General information

Warning

Matching plugins refers only to Luna Python Matcher proxy service.

The service supports the system of matching plugins.

By default, all matching requests are processed by Luna-Python-Matcher-Proxy by redirecting requests to Luna-Python-Matcher. It is possible that matching requests processing is slower than it needs for several reasons, including:

  • large amount of data and inability to speed up request by any database configuration changes, e.g. create an index in a database that speeds up request

  • the way of data storage - descriptor and entity id (face_id/event_id) are kept in different database tables (due to Luna Platform restrictions), filters, which specified in matching request also can be presented in a separate database table, what slows down the request processing speed

  • internal database specific restrictions

It is possible to separate some groups of requests and improve their processing speed by utilizing matching plugins, including by transferring data to another storage with a specific way of data storage which makes possible the fastest matching in comparison to the default way (see plugin data source). For example:

  • matching requests where all faces (let’s say that all matching candidates are faces) are linked to one list and any other filters do not specify in the request.

    In this case, it is possible to duplicate those candidates to other data storage than the default data storage and create a matching plugin, which will only match specified references with these candidates, but not with any other entities.

    The matching request processing will be faster in comparison to the default way, because the plugin will not spend time to separate faces, which linked to list from all faces, which store in the database.

  • matching requests where all candidates are events and specify only one filter - event_ids and it needs to match only by bodies, not by faces.

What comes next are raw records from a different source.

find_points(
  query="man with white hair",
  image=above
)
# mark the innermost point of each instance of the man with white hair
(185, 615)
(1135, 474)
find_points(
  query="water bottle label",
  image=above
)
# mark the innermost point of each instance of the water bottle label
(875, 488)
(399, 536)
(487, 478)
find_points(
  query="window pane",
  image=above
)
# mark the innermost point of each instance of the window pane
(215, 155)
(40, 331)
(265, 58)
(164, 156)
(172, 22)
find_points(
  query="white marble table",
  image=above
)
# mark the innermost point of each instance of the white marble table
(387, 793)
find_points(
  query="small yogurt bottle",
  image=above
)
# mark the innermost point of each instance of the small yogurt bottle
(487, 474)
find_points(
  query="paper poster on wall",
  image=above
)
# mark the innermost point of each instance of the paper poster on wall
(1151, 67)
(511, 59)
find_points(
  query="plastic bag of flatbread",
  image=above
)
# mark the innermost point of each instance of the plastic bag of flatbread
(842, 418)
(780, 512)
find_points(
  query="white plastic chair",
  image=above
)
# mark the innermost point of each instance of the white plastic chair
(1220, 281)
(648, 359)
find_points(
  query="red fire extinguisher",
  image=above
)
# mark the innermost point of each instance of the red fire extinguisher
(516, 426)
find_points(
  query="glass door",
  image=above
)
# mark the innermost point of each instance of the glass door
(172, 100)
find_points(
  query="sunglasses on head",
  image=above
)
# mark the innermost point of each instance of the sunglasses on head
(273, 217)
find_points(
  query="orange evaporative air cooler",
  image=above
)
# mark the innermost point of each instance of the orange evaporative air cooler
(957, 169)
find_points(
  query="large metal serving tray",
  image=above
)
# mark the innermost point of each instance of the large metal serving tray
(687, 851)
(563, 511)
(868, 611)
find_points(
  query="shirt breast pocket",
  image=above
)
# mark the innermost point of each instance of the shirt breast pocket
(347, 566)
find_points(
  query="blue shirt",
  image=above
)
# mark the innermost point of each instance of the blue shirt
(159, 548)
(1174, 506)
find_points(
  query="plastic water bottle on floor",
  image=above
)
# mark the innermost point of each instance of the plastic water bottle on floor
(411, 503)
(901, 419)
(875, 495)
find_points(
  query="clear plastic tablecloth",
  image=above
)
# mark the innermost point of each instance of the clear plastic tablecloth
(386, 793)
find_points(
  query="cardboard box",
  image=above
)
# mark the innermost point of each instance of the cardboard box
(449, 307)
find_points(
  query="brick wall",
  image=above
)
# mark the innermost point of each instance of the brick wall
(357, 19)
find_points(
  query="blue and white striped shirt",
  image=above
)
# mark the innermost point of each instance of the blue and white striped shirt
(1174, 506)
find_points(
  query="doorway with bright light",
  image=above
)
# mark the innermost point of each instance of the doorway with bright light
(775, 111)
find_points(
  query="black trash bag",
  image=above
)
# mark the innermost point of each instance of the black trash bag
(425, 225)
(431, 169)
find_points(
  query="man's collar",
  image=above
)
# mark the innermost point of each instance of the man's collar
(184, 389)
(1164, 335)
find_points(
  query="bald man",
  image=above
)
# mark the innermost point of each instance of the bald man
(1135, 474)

    In this case, it is possible to duplicate all event_id and its body descriptors to other data storage than the default data storage and create a matching plugin, that which will match specified reference with these candidates, but not with any other entities.

    The matching request processing will be faster in comparison to the default way, because the plugin will not spend time to separate events with bodies from all events and overlook filters.

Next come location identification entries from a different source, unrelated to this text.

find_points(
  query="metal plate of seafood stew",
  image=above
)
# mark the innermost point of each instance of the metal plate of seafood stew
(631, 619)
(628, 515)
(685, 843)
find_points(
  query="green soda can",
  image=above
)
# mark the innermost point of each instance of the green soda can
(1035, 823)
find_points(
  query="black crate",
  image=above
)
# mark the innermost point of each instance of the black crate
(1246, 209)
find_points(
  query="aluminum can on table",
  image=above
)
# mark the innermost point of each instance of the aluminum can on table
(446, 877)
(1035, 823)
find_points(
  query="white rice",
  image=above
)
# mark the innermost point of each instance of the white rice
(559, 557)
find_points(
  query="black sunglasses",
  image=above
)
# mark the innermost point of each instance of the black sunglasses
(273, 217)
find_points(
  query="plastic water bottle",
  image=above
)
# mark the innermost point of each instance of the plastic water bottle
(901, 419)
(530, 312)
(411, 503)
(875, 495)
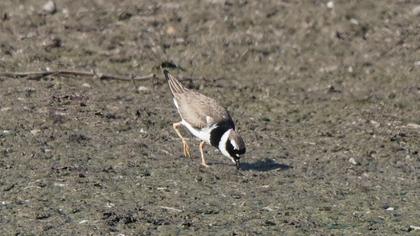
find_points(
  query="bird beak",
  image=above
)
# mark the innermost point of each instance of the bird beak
(238, 164)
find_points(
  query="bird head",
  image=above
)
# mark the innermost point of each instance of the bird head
(235, 147)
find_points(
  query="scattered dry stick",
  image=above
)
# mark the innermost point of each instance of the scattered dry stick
(38, 75)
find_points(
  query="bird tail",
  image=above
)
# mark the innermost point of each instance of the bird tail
(174, 85)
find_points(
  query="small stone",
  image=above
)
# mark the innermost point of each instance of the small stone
(35, 131)
(414, 227)
(416, 10)
(51, 42)
(413, 126)
(170, 30)
(375, 123)
(49, 7)
(142, 89)
(330, 4)
(354, 21)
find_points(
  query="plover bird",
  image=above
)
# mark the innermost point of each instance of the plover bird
(206, 120)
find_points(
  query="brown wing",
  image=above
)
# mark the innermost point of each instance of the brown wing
(200, 111)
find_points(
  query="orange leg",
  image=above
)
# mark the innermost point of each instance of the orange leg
(203, 161)
(187, 150)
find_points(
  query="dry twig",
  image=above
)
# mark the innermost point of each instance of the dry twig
(36, 75)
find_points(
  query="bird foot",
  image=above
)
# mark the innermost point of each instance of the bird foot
(187, 150)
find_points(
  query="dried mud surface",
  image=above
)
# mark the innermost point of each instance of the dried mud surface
(327, 98)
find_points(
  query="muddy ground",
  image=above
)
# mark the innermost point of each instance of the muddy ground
(326, 96)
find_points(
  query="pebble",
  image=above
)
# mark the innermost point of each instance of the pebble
(142, 89)
(35, 131)
(414, 227)
(416, 10)
(352, 161)
(330, 4)
(413, 126)
(49, 7)
(354, 21)
(375, 123)
(170, 30)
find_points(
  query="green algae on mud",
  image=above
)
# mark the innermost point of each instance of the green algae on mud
(327, 100)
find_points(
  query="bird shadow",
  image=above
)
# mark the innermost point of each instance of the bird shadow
(264, 165)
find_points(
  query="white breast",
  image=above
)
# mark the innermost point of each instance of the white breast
(203, 134)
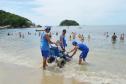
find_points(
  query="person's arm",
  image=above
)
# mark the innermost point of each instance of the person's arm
(75, 50)
(61, 41)
(48, 39)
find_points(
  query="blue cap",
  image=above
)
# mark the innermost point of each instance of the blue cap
(47, 27)
(74, 43)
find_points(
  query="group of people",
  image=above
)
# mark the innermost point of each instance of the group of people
(46, 41)
(114, 36)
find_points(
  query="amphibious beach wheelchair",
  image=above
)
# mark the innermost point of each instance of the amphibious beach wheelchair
(58, 56)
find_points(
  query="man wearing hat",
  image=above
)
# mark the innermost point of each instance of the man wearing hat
(45, 41)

It is possible to use built-in matching plugins or create your own matching plugins.

Each matching request is presented in the form of all possible combinations of candidates and references, then each such combination (further sub-request means combination of reference and candidates) is processed as a separate sub-request as follows:

  1. Get the sub-request matching cost (see matching cost for description).

  2. Choose the way for the sub-request processing using the lowest estimated matching cost: matching plugin or Luna-Python-Matcher.
    • If in the previous step Luna-Python-Matcher was selected, it will process sub-request, returns the response to the Luna-Python-Matcher-Proxy.

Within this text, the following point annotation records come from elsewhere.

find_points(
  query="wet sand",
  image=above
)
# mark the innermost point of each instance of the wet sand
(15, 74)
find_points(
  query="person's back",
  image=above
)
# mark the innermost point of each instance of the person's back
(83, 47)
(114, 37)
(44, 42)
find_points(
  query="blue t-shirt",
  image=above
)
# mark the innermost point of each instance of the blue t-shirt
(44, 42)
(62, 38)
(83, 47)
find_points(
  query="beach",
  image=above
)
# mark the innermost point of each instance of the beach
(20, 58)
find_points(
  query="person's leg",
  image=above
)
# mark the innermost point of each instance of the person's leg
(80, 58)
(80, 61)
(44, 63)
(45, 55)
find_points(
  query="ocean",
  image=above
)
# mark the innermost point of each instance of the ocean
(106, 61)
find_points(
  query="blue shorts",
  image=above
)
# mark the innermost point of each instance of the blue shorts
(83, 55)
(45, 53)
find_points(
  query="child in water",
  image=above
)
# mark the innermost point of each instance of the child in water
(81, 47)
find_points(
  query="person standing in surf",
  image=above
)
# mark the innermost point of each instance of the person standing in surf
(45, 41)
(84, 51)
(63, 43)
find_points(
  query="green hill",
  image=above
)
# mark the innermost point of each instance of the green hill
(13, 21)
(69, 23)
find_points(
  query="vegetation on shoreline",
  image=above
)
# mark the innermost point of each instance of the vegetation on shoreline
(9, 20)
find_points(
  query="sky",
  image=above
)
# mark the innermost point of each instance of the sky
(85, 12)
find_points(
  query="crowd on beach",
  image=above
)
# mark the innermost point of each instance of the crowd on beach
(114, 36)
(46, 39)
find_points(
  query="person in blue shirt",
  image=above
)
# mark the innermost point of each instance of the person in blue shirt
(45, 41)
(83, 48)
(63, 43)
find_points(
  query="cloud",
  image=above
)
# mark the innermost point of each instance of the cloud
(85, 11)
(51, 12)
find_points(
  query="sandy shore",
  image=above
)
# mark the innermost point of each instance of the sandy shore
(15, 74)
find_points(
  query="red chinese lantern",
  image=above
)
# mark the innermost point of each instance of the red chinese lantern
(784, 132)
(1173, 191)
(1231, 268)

    • If in the previous step matching plugin was selected, it will process sub-request. If sub-request was successfully processed, the response returns to the Luna-Python-Matcher-Proxy. If a sub-request was not successfully processed, it will try to process by Luna-Python-Matcher.

  3. If the request was successfully processed by matching plugin and plugin does not have access to all matching targets which specified in sub-request, then Luna-Python-Matcher-Proxy will enrich data before next step, see matching targets for details.

  4. The Luna-Python-Matcher-Proxy collects results from all sub-requests, sorts them in the right order, and replies to the user.

Matching cost

Matching cost is a float numeric expression of matching request process complexity using a plugin. Matching cost is necessary to choose the best way to process a matching request: Luna-Python-Matcher service or one or more plugins.

The matching cost value for the Luna-Python-Matcher service is 100. If there are several plugins, then the matching cost value will be calculated for each plugin. The matching plugin with the lowest matching cost will be used if its matching cost is lower than the Luna-Python-Matcher matching cost. All requests with matching costs greater than 100 will be processed in the Luna-Python-Matcher service. If there are no plugins, Luna-Python-Matcher will be used for the request processing.

Each plugin should implement getMatchingCost method that should take match request as argument and return float if the request can be processed with the plugin or “None” if it cannot.

Example:

from typing import Optional
from luna_plugins.matcher_plugins.base_struct import MatchRequest

LIST_ID_1 = "..."
LIST_ID_2 = "..."

class BestMatcher(IMatcher):
    ...
    def isGoodFilters(self, filters: dict) -> bool:
        """
        example of a function that enables you to understand whether query filters are appropriate to perform matching using this plugin.
        """
        return filters.get("list_id") in (LIST_ID_1, LIST_ID_2)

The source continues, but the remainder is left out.